A Classifier-Free Incremental Learning Framework for Scalable Medical Image Segmentation
Xiaoyang Chen, Hao Zheng, Yifang Xie, Yuncong Ma, Tengfei Li
TL;DR
This work tackles the scalability problem in medical image segmentation foundation models by proposing a classifier-free segmentation framework that supports a variable number of classes within a single network and can learn incrementally from non-stationary data. It combines contrastive learning with class prototypes derived from CLIP embeddings, enhanced by Gram-Schmidt orthogonalization for interpretability, and integrates knowledge distillation to enable continual learning without revisiting old data. The method shows superior performance against DoDNet, CLIP-driven, and Versatile baselines on incompletely annotated, multi-modal datasets and demonstrates robust class- and domain-incremental learning in rehearsal-free settings when unlabeled data from prior domains are available. This approach addresses key scalability bottlenecks—annotation cost, architectural inflexibility, and dynamic real-world data—bringing practical foundation-model capabilities to automated medical image segmentation.
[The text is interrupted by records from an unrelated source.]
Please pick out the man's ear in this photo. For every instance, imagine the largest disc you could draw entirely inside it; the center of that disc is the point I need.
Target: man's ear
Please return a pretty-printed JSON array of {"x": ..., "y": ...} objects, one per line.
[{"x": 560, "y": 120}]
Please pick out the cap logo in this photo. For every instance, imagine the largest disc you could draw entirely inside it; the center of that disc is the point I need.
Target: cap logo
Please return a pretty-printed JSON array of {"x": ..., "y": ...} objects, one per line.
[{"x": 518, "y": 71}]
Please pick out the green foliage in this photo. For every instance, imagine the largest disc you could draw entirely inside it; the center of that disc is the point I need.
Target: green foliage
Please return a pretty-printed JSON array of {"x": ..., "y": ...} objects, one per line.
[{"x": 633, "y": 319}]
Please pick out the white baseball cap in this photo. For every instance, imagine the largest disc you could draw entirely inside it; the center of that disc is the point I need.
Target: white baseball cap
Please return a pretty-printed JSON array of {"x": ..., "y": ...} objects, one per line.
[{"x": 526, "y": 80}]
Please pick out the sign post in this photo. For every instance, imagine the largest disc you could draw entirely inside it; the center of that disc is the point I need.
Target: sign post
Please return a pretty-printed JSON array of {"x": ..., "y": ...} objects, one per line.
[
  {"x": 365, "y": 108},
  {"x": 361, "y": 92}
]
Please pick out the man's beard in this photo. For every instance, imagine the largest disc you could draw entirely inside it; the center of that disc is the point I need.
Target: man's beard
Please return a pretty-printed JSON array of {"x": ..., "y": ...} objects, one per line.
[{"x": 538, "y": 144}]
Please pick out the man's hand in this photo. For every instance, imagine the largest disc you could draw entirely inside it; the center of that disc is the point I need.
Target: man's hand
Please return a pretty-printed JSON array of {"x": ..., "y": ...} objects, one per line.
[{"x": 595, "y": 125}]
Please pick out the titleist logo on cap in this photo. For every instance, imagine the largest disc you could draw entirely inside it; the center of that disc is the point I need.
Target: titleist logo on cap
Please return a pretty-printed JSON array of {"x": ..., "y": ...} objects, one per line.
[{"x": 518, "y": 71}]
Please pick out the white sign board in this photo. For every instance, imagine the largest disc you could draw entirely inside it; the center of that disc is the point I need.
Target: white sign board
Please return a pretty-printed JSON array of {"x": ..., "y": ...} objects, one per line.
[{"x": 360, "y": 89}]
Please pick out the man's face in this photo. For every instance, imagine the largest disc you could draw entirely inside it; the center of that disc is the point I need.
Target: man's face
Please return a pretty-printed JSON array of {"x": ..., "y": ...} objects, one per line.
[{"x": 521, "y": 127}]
The results indicate strong potential for deploying scalable, continual segmentation systems across diverse clinical datasets and modalities.
Abstract
Current methods for developing foundation models in medical image segmentation rely on two primary assumptions: a fixed set of classes and the immediate availability of a substantial and diverse training dataset. However, this can be impractical due to the evolving nature of imaging technology and patient demographics, as well as labor-intensive data curation, limiting their practical applicability and scalability. To address these challenges, we introduce a novel segmentation paradigm enabling the segmentation of a variable number of classes within a single classifier-free network, featuring an architecture independent of class number. This network is trained using contrastive learning and produces discriminative feature representations that facilitate straightforward interpretation. Additionally, we integrate this strategy into a knowledge distillation-based incremental learning framework, facilitating the gradual assimilation of new information from non-stationary data streams while avoiding catastrophic forgetting. Our approach provides a unified solution for tackling both class- and domain-incremental learning scenarios. We demonstrate the flexibility of our method in handling varying class numbers within a unified network and its capacity for incremental learning. Experimental results on an incompletely annotated, multi-modal, multi-source dataset for medical image segmentation underscore its superiority over state-of-the-art alternative approaches.